Bangor is chockablock with historic buildings, some of which date back to its official founding as a city in 1834. And while each of those buildings has its own unique story, there are some with hidden histories that few are aware of — even those who may live within their walls. Here are three of those stories.
Colonial Apartments, 51-53 High St.
This multi-unit on High Street in Bangor doesn’t look particularly different from any other apartment building in the downtown area — but it’s actually a historically important example of a structure that helped revolutionize the way people in the city live.
Crowded, often unsafe tenement-style housing had existed in Bangor for decades, especially in neighborhoods including along Hancock Street on the east side, and on 1st and 2nd streets on the west side. In 1919, local architect Victor Hodgins designed the Colonial Apartments, which are believed to be the first purpose-built modern apartment building in Bangor. The building stood in stark contrast to most apartments at the time, which were by and large lower-income housing carved out of existing single-family homes.
The Colonial Apartments were designed as a “double triple-decker,” with two apartments side-by-side on three floors, each with its own entrance. It was marketed to middle-class people, and was populated by both office workers and, often, by single women or pairs of women, living on their own — still a new-fangled concept in the 1920s. The footprint of the building remains identical today.
Bangor Children’s Home, 218 Ohio St.
This 1860s building is usually overshadowed by its more famous next-door neighbor: the Thomas Hill Standpipe. Both structures certainly look as though they belong in a Stephen King novel. The Standpipe was already featured in “It,” but the children’s home could be its own entire book, with its imposing brick and granite construction, perched on a wooded hilltop overlooking the Kenduskeag Stream.
The Bangor Children’s Home was originally known as the Bangor Female Orphan Asylum, the first charitable organization in the city’s history, founded in the 1830s to house orphaned girls and young women in poverty. In 1866, the organization expanded to include boys, and the current building was constructed in 1869. The alternative for many of those children in that era was to live at Bangor’s Poor Farm at 629 Main St., or to live on the streets.

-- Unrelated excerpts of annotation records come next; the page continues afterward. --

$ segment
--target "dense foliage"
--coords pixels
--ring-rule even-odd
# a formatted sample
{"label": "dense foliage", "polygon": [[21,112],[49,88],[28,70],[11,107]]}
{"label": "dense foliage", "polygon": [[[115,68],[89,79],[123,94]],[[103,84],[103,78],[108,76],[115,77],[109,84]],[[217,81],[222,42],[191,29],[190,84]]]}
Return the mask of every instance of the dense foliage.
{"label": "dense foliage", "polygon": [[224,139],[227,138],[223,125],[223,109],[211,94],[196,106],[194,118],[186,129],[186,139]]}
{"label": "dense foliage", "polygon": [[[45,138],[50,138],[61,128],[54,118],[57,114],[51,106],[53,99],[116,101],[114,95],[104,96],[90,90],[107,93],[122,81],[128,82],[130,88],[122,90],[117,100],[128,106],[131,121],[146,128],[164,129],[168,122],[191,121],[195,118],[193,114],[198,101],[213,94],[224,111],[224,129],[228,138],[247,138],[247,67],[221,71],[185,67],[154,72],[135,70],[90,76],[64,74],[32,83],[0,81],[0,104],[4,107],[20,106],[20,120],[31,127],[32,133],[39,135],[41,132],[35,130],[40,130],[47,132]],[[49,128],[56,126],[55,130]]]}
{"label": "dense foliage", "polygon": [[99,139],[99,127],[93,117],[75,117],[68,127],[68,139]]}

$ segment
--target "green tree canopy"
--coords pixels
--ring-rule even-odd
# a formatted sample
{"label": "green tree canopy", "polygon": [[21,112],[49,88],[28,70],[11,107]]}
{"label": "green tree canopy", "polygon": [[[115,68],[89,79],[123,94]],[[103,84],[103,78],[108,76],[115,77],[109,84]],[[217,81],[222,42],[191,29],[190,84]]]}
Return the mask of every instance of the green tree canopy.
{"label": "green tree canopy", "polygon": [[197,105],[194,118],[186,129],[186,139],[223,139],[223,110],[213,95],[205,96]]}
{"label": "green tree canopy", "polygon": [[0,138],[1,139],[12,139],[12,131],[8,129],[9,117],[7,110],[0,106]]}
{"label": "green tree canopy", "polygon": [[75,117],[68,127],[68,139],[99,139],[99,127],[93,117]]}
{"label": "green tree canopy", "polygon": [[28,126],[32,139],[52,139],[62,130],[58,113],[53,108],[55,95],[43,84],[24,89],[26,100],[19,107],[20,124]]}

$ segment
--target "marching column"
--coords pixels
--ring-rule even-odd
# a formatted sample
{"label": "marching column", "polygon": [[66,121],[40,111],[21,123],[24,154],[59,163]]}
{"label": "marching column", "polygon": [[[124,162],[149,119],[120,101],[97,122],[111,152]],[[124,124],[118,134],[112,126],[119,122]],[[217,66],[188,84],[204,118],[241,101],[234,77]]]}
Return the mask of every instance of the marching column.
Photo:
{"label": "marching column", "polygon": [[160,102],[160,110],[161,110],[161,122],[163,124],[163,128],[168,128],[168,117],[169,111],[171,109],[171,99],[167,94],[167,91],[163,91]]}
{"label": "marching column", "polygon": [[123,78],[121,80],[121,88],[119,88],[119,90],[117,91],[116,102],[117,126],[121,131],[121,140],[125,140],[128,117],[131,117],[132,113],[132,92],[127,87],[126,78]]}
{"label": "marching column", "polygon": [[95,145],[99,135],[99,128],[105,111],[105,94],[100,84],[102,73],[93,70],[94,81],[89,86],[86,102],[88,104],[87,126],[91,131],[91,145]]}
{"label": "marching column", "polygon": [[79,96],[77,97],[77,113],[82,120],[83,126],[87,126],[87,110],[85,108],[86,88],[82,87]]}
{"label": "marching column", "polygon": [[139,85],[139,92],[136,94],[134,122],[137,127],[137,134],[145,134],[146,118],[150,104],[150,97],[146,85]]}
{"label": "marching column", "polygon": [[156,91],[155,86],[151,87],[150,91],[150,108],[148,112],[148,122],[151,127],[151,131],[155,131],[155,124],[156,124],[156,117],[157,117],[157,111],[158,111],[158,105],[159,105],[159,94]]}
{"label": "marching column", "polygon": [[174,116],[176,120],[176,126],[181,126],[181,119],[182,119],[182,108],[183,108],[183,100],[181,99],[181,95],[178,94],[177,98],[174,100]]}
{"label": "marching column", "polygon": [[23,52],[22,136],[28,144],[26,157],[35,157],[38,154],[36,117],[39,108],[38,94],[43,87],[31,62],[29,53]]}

The building itself was constructed by prominent Boston architectural firm Hartwell and Richardson in the Stick style, a fusion of Gothic and Queen Anne architectural styles that featured many ornamental flourishes and things like Mansard roofs and dormers, all of which the building has.
In the 1970s, after more than 130 years as Bangor’s oldest charity, the Bangor Children’s Home closed, as traditional orphanages had largely disappeared at that point, in favor of the foster system and adoption. In 1975, it reopened as the Hilltop School, an early childhood education center, which still exists today.
Elmbank, 31 Kenduskeag Ave.
While this 1830s Greek Revival mansion at the corner of Kenduskeag Avenue and Division Street isn’t on the National Register of Historic Places as the previous two buildings are, its history is just as colorful. The house was originally built in 1835, but it wasn’t until it was purchased in 1868 by lumber baron Henry Prentiss that it was transformed into the epicenter of Bangor high society in the late 19th century.
Prentiss added a third floor to the house and built a Moorish revival gazebo in the front yard for entertaining, which, according to contemporary accounts, he certainly loved to do. According to the Feb. 20, 1873, edition of the Bangor Whig & Courier, the gathering held there for the annual Maine and New Brunswick Lumbermens Convention was full of “exhilarating music” to which the “stalwart sons of the St. Croix were threading the mazes with the fair daughters of the Penobscot.”
Prentiss died of a heart attack in July of that year. His wife, Sarah Prentiss, and later his son and grandson, carried on the entertaining tradition, hosting everything from garden parties to raise money for the Anti-Tuberculosis Society to theater companies doing outdoor performances of Shakespeare and plays like “Robin Hood” and “Alice in Wonderland.”
Deaths in the Prentiss family and the onset of the Great Depression effectively ended Elmbank’s nearly 50-year reign as the place to see and be seen in Bangor. In 1934, the property was sold to a local developer who turned it into a private mental hospital, which later became infamous locally as a provider of electroshock, or electroconvulsive, treatment. By the mid-1970s, the hospital had closed, and the building was converted into apartments.